На третьей вершине мы видели башню, построенную для телеграфа, но разбитую громом, который каждый раз бьет в это место. Полюбовавшись еще прекрасною панорамою, мы спустились вниз утомленные чрезвычайно и поехали на свой фрегат отдохнуть.
Письмо 3
Сегодня мы были с визитом у губернатора, который, как я сказал, живет в своем загородном доме. Старик лорд Чатам, старший брат славного Питта[10], принял нас очень ласково; говорил с нами о разных материях, но его нездоровье сократило наш визит. Ему по виду около 80 лет, хотя англичане и уверяют, будто он не старее 70.
Мы ездили туда поутру; солнце пекло нестерпимо, маленькие мушки (mosquites) беспокоили чрезвычайно. Часовые на валу стоят под нарочно устроенными из циновок зонтиками; иначе оставаться на открытом месте невозможно. Здесь несносно жарко в продолжение короткого дня; но зато росистые ночи очень холодны. Говорят, что климат довольно здоров и одни только восточные ветры приносят с собою жаркую, удушливую и сырую погоду, которая, расслабляя человека, причиняет простуды, головные боли и другие припадки. Уверяют, будто при этом ветре ничего не должно запасать впрок, разливать вина, солить мясо и проч.; иначе все будет вскорости испорчено.
Я сказывал уже, что испанская граница недалеко от Гибралтара: через 1/4 часа вы уже в Испании. В Алгезирас можно доехать не с большим в 2 часа, заливом же расстояние не более часовой езды – и при таком близком расстоянии мы не могли быть там по причине беспокойства от инсургентов. Весь Испанский берег от Кадикса был в движении во все то время, пока мы были в Гибралтаре. Идучи проливами, мы видели лежавший у Тарифы французский фрегат и слышали с него и с крепости выстрелы, но не могли догадаться о причине; наконец, по прибытии в Гибралтар, это объяснилось следующим образом.

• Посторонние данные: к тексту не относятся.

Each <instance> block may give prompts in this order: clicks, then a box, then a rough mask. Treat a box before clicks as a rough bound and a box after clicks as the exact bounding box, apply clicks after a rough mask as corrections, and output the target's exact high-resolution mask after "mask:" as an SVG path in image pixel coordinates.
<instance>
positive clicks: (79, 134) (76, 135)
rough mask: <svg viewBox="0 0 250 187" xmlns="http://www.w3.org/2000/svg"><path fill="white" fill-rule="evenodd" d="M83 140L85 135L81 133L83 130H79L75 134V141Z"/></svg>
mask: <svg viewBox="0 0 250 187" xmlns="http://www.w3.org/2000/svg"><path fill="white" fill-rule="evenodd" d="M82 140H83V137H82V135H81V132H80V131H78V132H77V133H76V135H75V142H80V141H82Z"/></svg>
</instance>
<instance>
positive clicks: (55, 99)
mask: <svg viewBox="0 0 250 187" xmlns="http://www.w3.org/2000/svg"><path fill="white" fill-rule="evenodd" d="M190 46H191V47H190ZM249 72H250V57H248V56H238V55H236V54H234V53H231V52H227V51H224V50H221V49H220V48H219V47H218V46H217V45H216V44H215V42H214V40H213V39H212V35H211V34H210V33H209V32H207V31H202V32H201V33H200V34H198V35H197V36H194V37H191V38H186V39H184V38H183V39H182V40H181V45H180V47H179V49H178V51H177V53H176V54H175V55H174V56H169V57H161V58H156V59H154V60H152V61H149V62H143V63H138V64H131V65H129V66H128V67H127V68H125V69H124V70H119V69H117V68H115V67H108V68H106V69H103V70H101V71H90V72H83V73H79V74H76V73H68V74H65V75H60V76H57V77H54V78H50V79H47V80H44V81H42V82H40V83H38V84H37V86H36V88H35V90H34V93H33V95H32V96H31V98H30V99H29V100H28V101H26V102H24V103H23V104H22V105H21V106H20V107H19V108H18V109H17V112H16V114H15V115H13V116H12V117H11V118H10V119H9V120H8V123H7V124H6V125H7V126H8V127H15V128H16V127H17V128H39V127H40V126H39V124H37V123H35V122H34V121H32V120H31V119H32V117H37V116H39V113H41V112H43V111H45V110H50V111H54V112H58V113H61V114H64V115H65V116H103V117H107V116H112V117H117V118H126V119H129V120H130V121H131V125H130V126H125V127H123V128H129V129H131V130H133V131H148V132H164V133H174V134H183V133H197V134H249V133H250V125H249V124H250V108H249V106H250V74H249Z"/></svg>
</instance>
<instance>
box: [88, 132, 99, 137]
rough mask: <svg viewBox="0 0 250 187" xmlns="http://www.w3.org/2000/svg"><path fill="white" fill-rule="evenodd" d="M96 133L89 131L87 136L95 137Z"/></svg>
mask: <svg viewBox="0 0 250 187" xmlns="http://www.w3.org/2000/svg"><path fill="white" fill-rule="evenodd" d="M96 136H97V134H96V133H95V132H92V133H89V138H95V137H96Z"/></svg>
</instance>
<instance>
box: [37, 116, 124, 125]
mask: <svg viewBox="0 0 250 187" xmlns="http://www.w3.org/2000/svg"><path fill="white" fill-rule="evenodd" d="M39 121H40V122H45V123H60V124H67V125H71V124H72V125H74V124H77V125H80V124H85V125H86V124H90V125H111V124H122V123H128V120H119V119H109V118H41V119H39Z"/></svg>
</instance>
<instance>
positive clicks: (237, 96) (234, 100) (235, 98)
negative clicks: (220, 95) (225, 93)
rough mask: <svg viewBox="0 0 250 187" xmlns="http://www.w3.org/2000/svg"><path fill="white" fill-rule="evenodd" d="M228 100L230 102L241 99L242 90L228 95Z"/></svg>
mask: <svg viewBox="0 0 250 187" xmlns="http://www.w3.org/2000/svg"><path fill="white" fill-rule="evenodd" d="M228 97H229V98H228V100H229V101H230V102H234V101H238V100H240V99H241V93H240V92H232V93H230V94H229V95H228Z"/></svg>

Остатки конституционных испанцев[11], в числе 700 человек, преследуемые во всех направлениях, собрались под начальство подполковника Вальдеса (Waldez), бросились в Тарифу, имевшую маловажный гарнизон, овладели городом и затворились в нем, в твердом намерении не сдаваться без обороны.
Покуда французские войска, рассеянные в окружностях, могли собраться в довольном числе, из Алгезираса вышел стоявший там французский фрегат и подошел к лежащему против города островку Тарифе, начал канонаду, полагая принудить к сдаче находящийся на этом островке замок. Не сделав ничего и получив большое повреждение в мачтах, он должен был уйти того же вечера, обитый, в Алгезирас. Эту самую перестрелку мы и слышали, проходя Тарифу.
В продолжение суток под городом собралось до 3000 чел. французских войск; другим партиям дан был приказ двинуться к берегу, по которому стали заметны большие движения между испанцами, ободренными примером инсургентов в Тарифе. Они начали собираться толпами; везде показалось оружие; раздались песни вольности; смятение становилось всеобщим; беспорядки начались; личная безопасность была нарушена; тайные убийства сопровождались явными угрозами – и только военная сила удерживала народ от совершенного возмущения.
В самый день прибытия нашего, для удержания этих беспорядков, расстреляны были четверо самых пылких революционистов. В долине перед Алгезирасом выведены были войска и при стечении множества народу была совершена казнь. Один из инсургентов не хотел завязывать глаз; но увидя генерала О'Донеля[12] в числе зрителей, схватил с нетерпением платок и сказал: «Не хочу осквернять последних минут жизни моей видом человека, предавшего отечество и пришедшего любоваться кровью сограждан». С сими словами он был расстрелян.
Инсургенты, узнав в Тарифе казнь четырех своих собратий, выставили на другое утро с городских стен головы двух монахов и двух французов напоказ войскам.